Okay, great. As you kind of think about sort of the trends during Q1, did you all see any real variation in terms of channel? I think you mentioned the weather had an impact in March, but did you see a bit of a shift to e-commerce? Or was it just a broad-based slowdown through the quarter?

T
Tim Bunch
President & CEO

So in terms of e-commerce, it's difficult to get broader category insights of where competitors, so I can speak in terms of what, our brand. We saw a continued strength in e-commerce coming out of 2020 and already in Q1 2021. And so our e-commerce engines continues to be going, which I think is somewhat related to people not being able to go into stores as frequently, or not desiring to, but it's also related to the reallocation of resources that we've done there with the right teams, the right products and the right marketing investment. In terms of channels that got impacted, there's been more separation of different channels, like a mass versus drug over the last 2 quarters. So what we've seen is drug has been hit with the hair category much more severely than what mass has. But even within mass, there's a large discrepancy. One mass retailer is up high single to low double digits and one mass retailer is down high single digits.

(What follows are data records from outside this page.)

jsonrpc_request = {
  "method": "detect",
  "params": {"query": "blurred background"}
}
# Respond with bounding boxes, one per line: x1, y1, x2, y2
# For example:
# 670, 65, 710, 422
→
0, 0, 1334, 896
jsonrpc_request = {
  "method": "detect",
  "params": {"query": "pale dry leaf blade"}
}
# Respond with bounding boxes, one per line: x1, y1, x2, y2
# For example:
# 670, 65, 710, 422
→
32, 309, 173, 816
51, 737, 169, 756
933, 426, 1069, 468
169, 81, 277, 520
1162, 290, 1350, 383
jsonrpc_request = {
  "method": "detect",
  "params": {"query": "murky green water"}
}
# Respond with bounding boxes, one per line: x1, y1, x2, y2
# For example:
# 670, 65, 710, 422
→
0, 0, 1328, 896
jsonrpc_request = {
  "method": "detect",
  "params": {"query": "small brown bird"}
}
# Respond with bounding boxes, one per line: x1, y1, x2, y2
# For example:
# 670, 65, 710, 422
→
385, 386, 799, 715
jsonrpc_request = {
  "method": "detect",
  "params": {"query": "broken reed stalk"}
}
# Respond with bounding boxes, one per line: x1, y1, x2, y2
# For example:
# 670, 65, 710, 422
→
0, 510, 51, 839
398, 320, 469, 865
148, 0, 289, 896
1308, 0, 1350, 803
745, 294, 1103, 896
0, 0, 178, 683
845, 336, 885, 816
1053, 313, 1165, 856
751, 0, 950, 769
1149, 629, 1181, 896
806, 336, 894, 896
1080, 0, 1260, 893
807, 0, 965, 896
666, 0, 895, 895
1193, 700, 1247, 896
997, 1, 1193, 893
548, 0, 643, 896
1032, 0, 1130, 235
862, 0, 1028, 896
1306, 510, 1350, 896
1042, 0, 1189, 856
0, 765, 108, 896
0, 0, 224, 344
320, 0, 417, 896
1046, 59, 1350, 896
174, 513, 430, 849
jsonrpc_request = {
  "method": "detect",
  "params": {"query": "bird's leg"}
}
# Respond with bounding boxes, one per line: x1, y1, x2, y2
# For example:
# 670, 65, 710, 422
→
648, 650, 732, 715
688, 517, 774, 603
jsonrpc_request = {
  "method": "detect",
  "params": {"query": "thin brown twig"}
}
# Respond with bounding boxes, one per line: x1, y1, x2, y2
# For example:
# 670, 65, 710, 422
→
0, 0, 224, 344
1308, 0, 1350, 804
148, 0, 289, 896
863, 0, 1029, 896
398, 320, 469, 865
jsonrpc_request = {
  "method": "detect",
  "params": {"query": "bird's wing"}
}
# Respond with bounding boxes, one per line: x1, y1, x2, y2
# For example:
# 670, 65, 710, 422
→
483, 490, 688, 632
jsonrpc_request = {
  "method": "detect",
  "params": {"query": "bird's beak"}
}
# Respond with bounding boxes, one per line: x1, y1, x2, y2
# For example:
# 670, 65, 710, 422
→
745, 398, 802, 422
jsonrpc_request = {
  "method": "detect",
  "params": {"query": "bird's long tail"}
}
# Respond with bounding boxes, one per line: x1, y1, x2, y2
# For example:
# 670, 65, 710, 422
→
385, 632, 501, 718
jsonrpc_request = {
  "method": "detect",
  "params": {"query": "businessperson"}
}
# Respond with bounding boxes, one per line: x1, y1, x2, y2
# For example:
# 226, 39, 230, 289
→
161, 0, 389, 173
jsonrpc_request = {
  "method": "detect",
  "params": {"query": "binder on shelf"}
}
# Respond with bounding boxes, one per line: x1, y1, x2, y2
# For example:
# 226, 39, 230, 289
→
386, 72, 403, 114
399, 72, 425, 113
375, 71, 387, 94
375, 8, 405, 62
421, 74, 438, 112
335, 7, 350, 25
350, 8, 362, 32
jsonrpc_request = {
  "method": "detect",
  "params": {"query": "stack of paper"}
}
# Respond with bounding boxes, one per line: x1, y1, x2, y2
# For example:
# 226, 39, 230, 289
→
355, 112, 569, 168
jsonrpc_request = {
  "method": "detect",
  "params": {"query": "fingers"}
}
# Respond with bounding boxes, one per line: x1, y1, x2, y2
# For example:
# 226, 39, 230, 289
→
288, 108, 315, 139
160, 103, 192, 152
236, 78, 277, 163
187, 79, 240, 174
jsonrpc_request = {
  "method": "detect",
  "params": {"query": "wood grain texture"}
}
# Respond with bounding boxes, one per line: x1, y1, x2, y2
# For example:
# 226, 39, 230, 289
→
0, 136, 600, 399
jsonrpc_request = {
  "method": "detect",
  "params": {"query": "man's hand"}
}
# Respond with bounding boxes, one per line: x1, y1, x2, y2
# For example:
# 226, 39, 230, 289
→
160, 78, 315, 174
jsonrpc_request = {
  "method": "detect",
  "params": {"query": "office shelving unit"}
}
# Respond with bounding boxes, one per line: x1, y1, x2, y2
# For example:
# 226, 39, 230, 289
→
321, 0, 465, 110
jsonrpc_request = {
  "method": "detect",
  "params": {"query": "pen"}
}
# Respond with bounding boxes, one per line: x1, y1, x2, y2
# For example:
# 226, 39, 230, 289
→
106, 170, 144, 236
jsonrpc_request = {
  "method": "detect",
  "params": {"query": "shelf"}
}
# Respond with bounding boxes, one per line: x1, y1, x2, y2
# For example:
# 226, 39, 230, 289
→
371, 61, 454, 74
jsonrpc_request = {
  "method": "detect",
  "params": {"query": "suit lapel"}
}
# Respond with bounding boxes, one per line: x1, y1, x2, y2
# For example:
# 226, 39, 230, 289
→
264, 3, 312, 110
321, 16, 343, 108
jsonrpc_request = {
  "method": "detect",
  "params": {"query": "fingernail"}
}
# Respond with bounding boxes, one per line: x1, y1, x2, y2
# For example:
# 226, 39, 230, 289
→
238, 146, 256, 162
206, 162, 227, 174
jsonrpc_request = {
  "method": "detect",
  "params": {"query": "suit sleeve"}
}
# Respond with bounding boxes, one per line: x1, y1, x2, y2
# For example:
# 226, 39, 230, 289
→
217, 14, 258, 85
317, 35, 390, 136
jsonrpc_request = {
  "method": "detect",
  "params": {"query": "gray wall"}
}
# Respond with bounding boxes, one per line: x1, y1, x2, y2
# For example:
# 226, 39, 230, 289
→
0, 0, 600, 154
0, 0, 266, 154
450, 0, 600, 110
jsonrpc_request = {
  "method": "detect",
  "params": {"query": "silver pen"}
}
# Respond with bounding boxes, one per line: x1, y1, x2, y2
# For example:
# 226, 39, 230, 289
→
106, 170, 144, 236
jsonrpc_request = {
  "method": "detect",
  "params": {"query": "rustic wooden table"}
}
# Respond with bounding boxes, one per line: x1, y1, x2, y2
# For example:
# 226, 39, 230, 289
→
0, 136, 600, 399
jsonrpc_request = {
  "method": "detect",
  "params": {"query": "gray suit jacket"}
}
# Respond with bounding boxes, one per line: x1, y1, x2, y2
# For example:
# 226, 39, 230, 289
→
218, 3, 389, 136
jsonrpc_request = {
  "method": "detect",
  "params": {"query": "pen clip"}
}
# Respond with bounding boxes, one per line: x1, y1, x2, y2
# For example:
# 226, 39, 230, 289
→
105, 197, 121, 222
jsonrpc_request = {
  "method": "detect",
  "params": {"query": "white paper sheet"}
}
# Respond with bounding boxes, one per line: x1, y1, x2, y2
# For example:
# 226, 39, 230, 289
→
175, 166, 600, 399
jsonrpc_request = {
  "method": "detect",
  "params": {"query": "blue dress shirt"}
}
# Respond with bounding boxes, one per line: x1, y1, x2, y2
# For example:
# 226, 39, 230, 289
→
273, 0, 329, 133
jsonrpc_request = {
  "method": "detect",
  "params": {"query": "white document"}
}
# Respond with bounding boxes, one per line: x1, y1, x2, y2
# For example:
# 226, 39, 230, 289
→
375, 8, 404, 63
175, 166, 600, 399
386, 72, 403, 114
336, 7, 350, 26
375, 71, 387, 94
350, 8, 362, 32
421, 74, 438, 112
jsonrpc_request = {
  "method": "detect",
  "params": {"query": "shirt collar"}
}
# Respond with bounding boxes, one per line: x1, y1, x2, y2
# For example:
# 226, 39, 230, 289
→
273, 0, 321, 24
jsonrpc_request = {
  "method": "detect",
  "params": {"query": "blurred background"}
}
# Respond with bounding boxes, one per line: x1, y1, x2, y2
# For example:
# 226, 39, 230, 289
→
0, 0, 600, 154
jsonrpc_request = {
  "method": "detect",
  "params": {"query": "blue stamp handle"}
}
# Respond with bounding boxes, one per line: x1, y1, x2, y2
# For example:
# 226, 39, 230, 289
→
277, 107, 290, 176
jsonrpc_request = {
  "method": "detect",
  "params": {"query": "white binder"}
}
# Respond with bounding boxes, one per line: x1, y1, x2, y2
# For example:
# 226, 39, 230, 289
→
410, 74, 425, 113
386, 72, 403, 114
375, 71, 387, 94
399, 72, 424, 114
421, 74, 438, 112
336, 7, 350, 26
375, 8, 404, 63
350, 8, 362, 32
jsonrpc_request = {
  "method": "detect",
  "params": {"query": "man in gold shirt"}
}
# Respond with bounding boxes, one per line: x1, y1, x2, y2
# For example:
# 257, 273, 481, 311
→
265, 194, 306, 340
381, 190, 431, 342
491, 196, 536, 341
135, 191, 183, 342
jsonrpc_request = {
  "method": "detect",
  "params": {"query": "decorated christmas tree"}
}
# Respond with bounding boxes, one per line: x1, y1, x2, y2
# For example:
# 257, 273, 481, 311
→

And so what we're finding is retailers who are serving the consumer and really creating safe shopping environment that consumers want to be in and the right e-commerce or pickup and delivery options are performing well. And so that's where you see a separation between some of the retailers or channels.

S
Sabahat Khan
Analyst

Okay, great. And then as we think about the progression of results through 2021, can you maybe give us some directional commentary on how we should expect leverage to trend? Do you expect this more to be a Q2 deleverage, H2 deleveraging? And how do you expect that to flow for the rest of the year?

T
Tim Bunch
President & CEO

With that, I'll turn that one to Judy. Judy?

J
Judy Chieh Adam
Chief Financial Officer

Yes, Saba. Yes, as we mentioned on previous calls, debt reduction remains a high priority for us. And as we look ahead, we expect modest CapEx as well as modest earn-out payments in 2021. So we do expect further deleveraging as we progress through 2021.

S
Sabahat Khan
Analyst

Okay. Great. And then just one last one. I guess, based on the trends you mentioned earlier around e-commerce, are you expecting to -- in terms of CapEx, is there any amount being directed toward e-commerce? Any additional capabilities or supply chain investments? Or is it just traditional CapEx as you go for the rest of this year?

J
Judy Chieh Adam
Chief Financial Officer

Yes. Definitely, on CapEx, we do expect it to be slightly lower than the current year. But we'll continue to invest in our ERP system, primarily with respect to building out our e-com capabilities.

Operator

[Operator Instructions] It appears there are no further questions at this time. Please proceed.

T
Tim Bunch
President & CEO

All right. With that, I'd like to thank everyone for joining us on today's call. Please reach out if you have further questions. Have a good day.

Operator

Ladies and gentlemen, this concludes your conference call for today. We thank you for participating and ask that you please disconnect your lines.